La CEO de Afronatural, Mariame Bakayoko entend révolutionner le secteur de la cosmétique africaine
Une innovation dermatologique et technologique destinée aux peaux ébènes a été présentée par la CEO de Afronatural, Mariama Bakayoko, le samedi 28 février 2026, lors d’une conférence à Abidjan- Cocody.
Face à la presse, elle a expliqué que cette initiative s’inspire des rites africains et repose sur une observation approfondie des besoins spécifiques de la peau noire, notamment son besoin accru d’hydratation.
« Nous sommes une marque naturelle.
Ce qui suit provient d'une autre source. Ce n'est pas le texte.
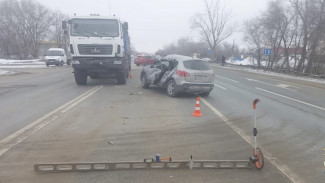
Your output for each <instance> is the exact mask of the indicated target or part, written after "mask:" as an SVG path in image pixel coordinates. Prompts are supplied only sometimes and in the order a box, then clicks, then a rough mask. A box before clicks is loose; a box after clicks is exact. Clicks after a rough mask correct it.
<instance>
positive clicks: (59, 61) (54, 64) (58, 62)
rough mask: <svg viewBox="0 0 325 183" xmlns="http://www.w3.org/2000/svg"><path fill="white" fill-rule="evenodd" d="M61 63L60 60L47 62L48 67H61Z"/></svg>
mask: <svg viewBox="0 0 325 183" xmlns="http://www.w3.org/2000/svg"><path fill="white" fill-rule="evenodd" d="M60 63H61V62H60V61H59V60H47V61H46V65H59V64H60Z"/></svg>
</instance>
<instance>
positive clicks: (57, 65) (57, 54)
mask: <svg viewBox="0 0 325 183" xmlns="http://www.w3.org/2000/svg"><path fill="white" fill-rule="evenodd" d="M45 62H46V66H49V65H56V66H63V65H64V64H67V54H66V53H65V51H64V49H62V48H50V49H49V50H48V51H47V53H46V56H45Z"/></svg>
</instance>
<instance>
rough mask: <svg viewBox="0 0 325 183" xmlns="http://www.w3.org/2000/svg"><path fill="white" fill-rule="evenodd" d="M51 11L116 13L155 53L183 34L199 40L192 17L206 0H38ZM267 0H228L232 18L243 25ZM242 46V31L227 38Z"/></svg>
mask: <svg viewBox="0 0 325 183" xmlns="http://www.w3.org/2000/svg"><path fill="white" fill-rule="evenodd" d="M38 1H39V2H41V3H42V4H44V5H45V6H47V7H49V8H51V9H52V10H60V11H61V12H63V13H66V14H68V15H69V16H73V15H74V14H77V15H80V16H84V15H90V14H91V13H96V14H100V15H102V16H109V15H116V16H117V17H119V18H121V19H122V20H124V21H127V22H129V32H130V36H131V42H132V44H133V45H134V47H135V48H136V50H137V51H143V52H149V53H154V52H155V51H157V50H158V49H162V48H163V46H164V45H168V44H170V43H172V42H176V41H177V40H178V39H179V38H182V37H191V38H192V39H193V40H199V36H200V35H199V34H198V33H197V32H195V31H193V30H191V29H190V24H189V20H190V18H191V17H192V16H193V15H195V13H197V12H202V11H203V9H204V7H203V6H204V1H203V0H38ZM266 3H267V0H225V4H226V8H228V9H231V11H232V15H233V21H234V22H236V24H237V25H239V29H240V26H241V25H242V24H243V21H245V20H247V19H249V18H252V17H254V16H256V15H257V14H258V13H260V12H261V11H263V10H264V9H265V7H266ZM233 40H235V42H236V43H238V44H240V45H243V44H244V43H243V35H242V33H236V34H234V35H233V36H232V37H231V38H229V39H228V40H227V41H229V42H232V41H233Z"/></svg>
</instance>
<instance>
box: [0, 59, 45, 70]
mask: <svg viewBox="0 0 325 183" xmlns="http://www.w3.org/2000/svg"><path fill="white" fill-rule="evenodd" d="M45 67H46V64H45V62H44V61H42V60H41V59H34V60H7V59H0V68H1V69H24V68H45Z"/></svg>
Depuis longtemps, nous avons accompagné plusieurs femmes, ce qui nous a permis de constater les difficultés liées à la peau noire. Notre volonté était d’apporter une solution innovante et réparatrice pour traiter des problématiques telles que la sécheresse cutanée, l’excès de sébum au niveau du visage et l’acné. C’est dans ce sens que nous avons développé une innovation 100 % africaine, sans actifs chimiques agressifs, adaptée à la peau noire qui a besoin de plus d’eau », a-t-elle déclaré.
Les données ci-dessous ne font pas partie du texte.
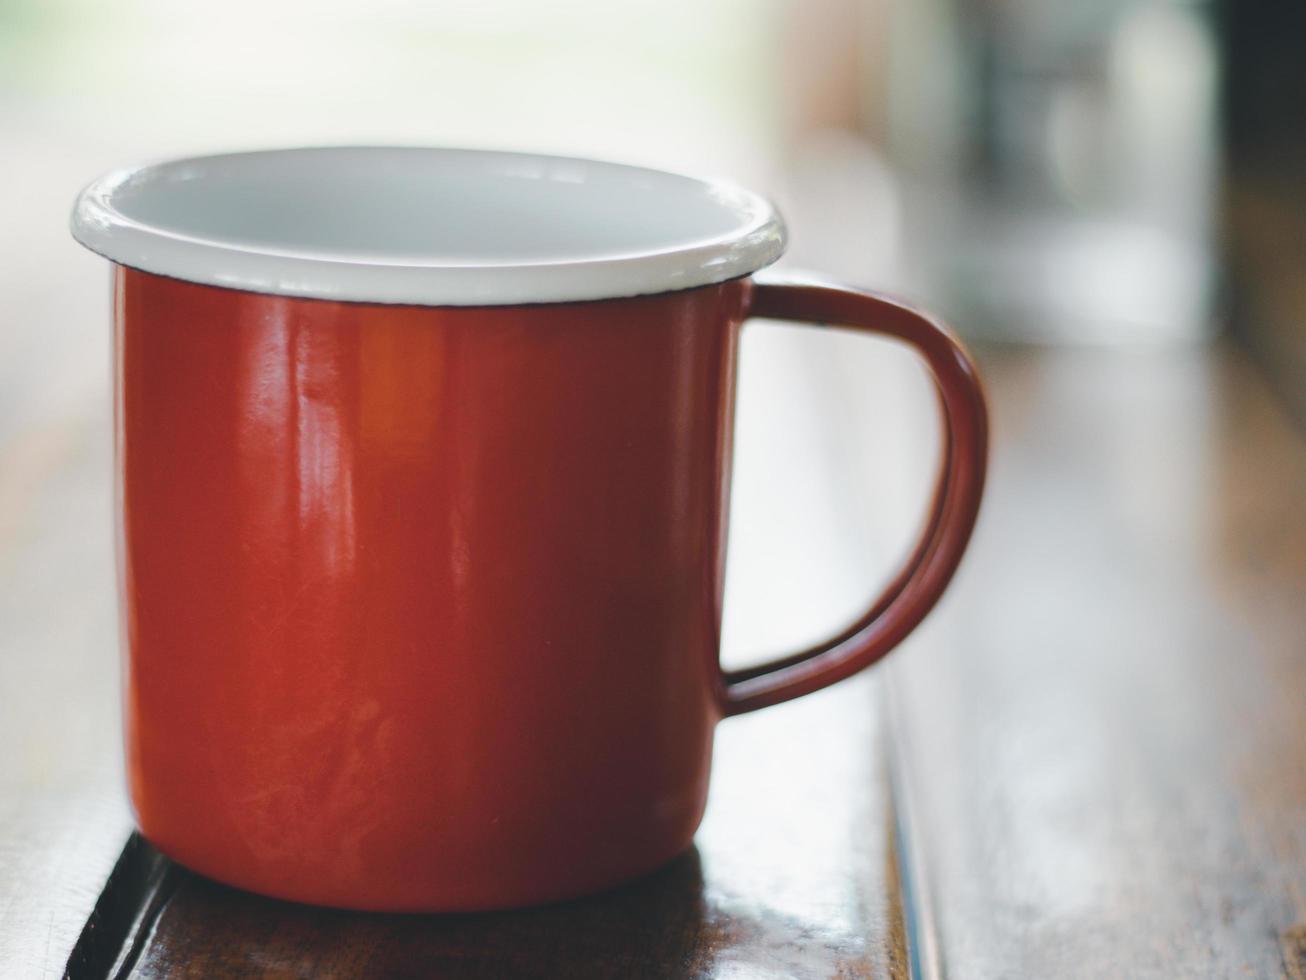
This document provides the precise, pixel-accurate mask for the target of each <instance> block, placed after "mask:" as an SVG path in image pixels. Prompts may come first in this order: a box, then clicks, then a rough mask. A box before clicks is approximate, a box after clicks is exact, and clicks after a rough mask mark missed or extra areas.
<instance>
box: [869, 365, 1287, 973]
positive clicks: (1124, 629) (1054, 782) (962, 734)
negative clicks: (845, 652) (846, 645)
mask: <svg viewBox="0 0 1306 980" xmlns="http://www.w3.org/2000/svg"><path fill="white" fill-rule="evenodd" d="M989 379H990V385H991V391H993V395H994V405H995V409H996V418H995V425H994V430H995V434H996V439H995V449H996V452H995V455H994V460H993V482H991V485H990V486H991V491H990V497H989V500H987V507H986V511H985V515H983V517H982V520H981V525H980V529H978V533H977V538H976V546H974V551H973V554H972V555H970V559H969V562H968V563H966V566H965V568H964V570H963V574H961V576H960V578H959V580H957V581H956V584H955V588H953V591H952V593H951V595H949V597H948V600H947V602H946V605H944V606H943V608H940V610H939V614H938V615H936V617H935V618H934V619H931V621H930V623H929V625H927V626H926V629H925V630H923V631H922V634H921V635H919V636H918V638H916V640H914V642H913V644H912V649H910V651H909V652H908V655H906V656H902V657H900V659H897V660H896V661H895V662H893V664H892V669H891V672H889V679H891V683H892V689H893V695H895V717H893V719H892V721H891V724H892V725H893V730H895V738H896V741H897V743H899V746H900V755H899V758H900V759H901V764H900V766H899V771H900V774H901V785H902V787H905V792H906V797H908V800H909V804H910V808H912V813H913V814H914V817H916V819H914V822H913V823H912V826H910V834H912V836H913V838H914V840H916V844H917V847H913V848H910V851H912V852H913V853H914V855H917V856H918V864H919V868H917V869H916V877H918V878H921V879H923V881H925V882H927V887H929V895H930V906H929V908H926V909H925V915H926V916H927V917H929V919H930V920H932V923H934V924H935V932H936V934H935V936H934V937H932V945H934V946H935V947H936V950H938V954H939V955H938V963H939V966H940V968H942V972H946V973H947V975H948V976H953V977H1010V976H1058V977H1104V976H1122V977H1123V976H1128V977H1178V976H1194V977H1196V976H1202V977H1216V976H1221V977H1226V976H1238V977H1243V976H1247V977H1277V976H1282V975H1284V973H1285V972H1286V973H1288V975H1289V976H1292V975H1296V973H1294V971H1297V972H1298V973H1299V971H1301V963H1302V958H1301V949H1302V943H1301V936H1302V930H1303V923H1306V602H1303V597H1306V443H1303V440H1302V436H1301V434H1299V433H1298V431H1296V430H1293V427H1292V426H1290V423H1289V422H1288V419H1286V417H1285V416H1284V413H1282V412H1281V410H1280V406H1279V405H1277V402H1276V401H1275V400H1273V399H1272V397H1271V396H1269V393H1268V392H1267V389H1266V387H1264V385H1263V383H1262V382H1260V380H1259V378H1258V376H1255V375H1254V372H1252V371H1251V370H1250V368H1249V366H1247V363H1246V362H1245V359H1243V358H1242V357H1241V355H1238V354H1235V353H1230V351H1222V353H1218V354H1216V355H1211V354H1208V353H1205V351H1202V350H1188V351H1156V353H1138V351H1134V353H1123V351H1121V353H1109V351H1102V353H1091V351H1077V353H1019V354H1012V355H1008V357H1004V358H1002V359H996V361H991V362H990V365H989Z"/></svg>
Au cours des échanges, l’entrepreneure a également abordé la question sensible de la dépigmentation, un phénomène qui touche de nombreuses femmes africaines. Selon elle, des formules réparatrices ont été conçues pour contribuer à l’uniformisation du teint tout en respectant l’intégrité cutanée.
En parallèle de cette avancée dermatologique, une innovation technologique a été annoncée. Il s’agit d’un site web conçu sous format immersif 360°, offrant une expérience interactive permettant aux utilisatrices de s’orienter vers des thérapies adaptées à leurs types de peau. La promotrice affirme que cette approche vise à améliorer l’accompagnement personnalisé grâce à un environnement numérique.
À travers cette double innovation, Mme Bakayoko entend participer à la structuration d’une cosmétique africaine plus rigoureuse et compétitive.
« La peau noire mérite un traitement sérieux, respectueux et scientifiquement encadré. Mon ambition est de contribuer à une Afrique qui crée, innove et bâtit des marques fortes aux standards internationaux », a-t-elle conclu.